Impact sur les congés et la carrière
Le temps partiel thérapeutique n’interrompt pas l’acquisition des congés payés, qui continue selon les règles habituelles. Sur la carrière, cette période reste généralement neutre, à condition qu’elle soit correctement documentée dans le dossier RH, notamment pour le calcul de l’ancienneté et des droits à la retraite.
Organisation du retour progressif
Un retour progressif bien organisé passe par des points réguliers avec le médecin traitant et, si besoin, le médecin du travail. Sans tomber dans l’excès, je recommande à mes patients de garder une trace écrite de chaque échange avec l’employeur, utile en cas de désaccord sur les modalités.
Questions fréquentes
La mi-temps thérapeutique est-elle toujours acceptée ?

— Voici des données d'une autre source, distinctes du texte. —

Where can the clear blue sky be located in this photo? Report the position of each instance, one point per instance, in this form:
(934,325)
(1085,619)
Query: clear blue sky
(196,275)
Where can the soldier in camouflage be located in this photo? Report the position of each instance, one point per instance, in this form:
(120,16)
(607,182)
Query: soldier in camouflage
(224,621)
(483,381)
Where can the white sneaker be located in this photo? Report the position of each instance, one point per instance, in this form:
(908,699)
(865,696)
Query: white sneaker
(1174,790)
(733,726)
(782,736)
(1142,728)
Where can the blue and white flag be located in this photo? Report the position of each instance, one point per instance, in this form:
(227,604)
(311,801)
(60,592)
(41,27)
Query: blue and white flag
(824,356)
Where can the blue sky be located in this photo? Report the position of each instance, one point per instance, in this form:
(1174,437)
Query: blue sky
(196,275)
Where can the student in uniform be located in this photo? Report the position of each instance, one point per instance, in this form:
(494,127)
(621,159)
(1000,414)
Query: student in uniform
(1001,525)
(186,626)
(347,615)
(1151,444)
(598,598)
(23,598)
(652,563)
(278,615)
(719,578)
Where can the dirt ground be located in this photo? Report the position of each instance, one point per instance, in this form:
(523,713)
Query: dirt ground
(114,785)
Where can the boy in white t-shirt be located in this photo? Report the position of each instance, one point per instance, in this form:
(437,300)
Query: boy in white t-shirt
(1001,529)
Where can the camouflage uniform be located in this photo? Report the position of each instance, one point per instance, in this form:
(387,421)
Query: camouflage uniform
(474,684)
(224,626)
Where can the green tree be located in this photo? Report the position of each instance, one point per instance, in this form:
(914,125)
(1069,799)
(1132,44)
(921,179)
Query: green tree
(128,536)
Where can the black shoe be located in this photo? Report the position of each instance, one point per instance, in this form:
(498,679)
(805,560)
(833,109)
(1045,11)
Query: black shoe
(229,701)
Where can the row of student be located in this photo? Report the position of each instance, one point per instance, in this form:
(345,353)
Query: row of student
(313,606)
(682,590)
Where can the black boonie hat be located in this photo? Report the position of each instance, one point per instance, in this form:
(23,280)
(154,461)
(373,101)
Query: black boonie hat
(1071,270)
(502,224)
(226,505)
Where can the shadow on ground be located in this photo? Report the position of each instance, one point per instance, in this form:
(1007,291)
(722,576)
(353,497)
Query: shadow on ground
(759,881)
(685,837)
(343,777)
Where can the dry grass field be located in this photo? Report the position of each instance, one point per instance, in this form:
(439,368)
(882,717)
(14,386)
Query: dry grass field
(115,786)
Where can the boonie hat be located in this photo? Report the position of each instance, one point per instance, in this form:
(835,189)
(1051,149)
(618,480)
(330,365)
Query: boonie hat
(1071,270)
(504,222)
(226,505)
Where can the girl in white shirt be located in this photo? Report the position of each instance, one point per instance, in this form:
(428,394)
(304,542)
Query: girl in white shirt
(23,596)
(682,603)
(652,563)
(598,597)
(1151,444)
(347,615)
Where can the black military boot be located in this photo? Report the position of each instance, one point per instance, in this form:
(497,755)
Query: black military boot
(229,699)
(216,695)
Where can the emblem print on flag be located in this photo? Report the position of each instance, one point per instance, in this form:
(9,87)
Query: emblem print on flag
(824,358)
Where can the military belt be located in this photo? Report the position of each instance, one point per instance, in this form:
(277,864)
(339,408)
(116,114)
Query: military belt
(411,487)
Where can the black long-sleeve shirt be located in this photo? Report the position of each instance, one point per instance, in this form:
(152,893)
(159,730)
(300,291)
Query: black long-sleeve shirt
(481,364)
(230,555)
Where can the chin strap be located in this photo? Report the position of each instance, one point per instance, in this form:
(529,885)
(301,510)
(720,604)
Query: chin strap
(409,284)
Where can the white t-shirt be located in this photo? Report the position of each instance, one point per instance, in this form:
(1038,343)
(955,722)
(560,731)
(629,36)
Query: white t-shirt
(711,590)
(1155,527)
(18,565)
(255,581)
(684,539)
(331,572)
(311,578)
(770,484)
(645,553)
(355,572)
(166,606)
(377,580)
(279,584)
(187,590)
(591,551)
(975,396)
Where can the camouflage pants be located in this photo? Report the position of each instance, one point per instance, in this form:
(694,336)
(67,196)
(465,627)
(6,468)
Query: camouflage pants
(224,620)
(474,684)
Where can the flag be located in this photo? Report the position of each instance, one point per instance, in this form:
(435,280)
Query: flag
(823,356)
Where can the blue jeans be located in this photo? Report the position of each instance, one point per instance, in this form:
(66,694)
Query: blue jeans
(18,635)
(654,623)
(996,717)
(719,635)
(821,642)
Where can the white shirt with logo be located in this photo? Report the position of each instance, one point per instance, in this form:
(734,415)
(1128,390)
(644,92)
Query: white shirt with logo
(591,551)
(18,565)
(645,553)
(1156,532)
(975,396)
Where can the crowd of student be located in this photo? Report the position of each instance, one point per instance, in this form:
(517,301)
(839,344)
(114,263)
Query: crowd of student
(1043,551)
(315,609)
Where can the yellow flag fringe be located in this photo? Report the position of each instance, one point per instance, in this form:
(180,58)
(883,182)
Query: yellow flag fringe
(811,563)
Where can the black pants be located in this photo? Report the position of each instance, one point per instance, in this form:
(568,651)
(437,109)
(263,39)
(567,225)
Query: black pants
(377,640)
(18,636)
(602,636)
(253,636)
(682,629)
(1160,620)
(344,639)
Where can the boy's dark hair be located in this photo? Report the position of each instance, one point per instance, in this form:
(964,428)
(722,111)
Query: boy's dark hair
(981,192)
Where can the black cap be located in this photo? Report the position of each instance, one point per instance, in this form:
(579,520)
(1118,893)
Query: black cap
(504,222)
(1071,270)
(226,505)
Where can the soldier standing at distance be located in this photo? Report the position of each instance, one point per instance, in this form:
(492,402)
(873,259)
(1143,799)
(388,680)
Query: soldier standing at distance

Non. La demande doit être validée à la fois par le médecin conseil de la CPAM et par l’employeur. Un dossier médicalement fondé mais mal présenté administrativement peut être refusé, d’où l’importance de bien préparer chaque pièce.
Peut-on refuser une mi-temps thérapeutique proposée par le médecin ?
Oui, le salarié n’est jamais obligé d’accepter. Il peut préférer poursuivre son arrêt maladie classique ou attendre une reprise à temps plein, selon son ressenti et sa situation personnelle.
Comment est payé un salarié en mi-temps thérapeutique ?
Il perçoit un salaire proportionnel au temps travaillé, versé par l’employeur, éventuellement complété par des indemnités journalières de la CPAM selon ses droits. Le total dépend du régime, de l’ancienneté et de la quotité de travail retenue.
Peut-on reprendre à temps plein avant la fin prévue ?
Oui, si l’état de santé le permet et sur avis favorable du médecin traitant. La durée initialement fixée n’est pas figée et peut être raccourcie dès que la reprise complète est médicalement justifiée.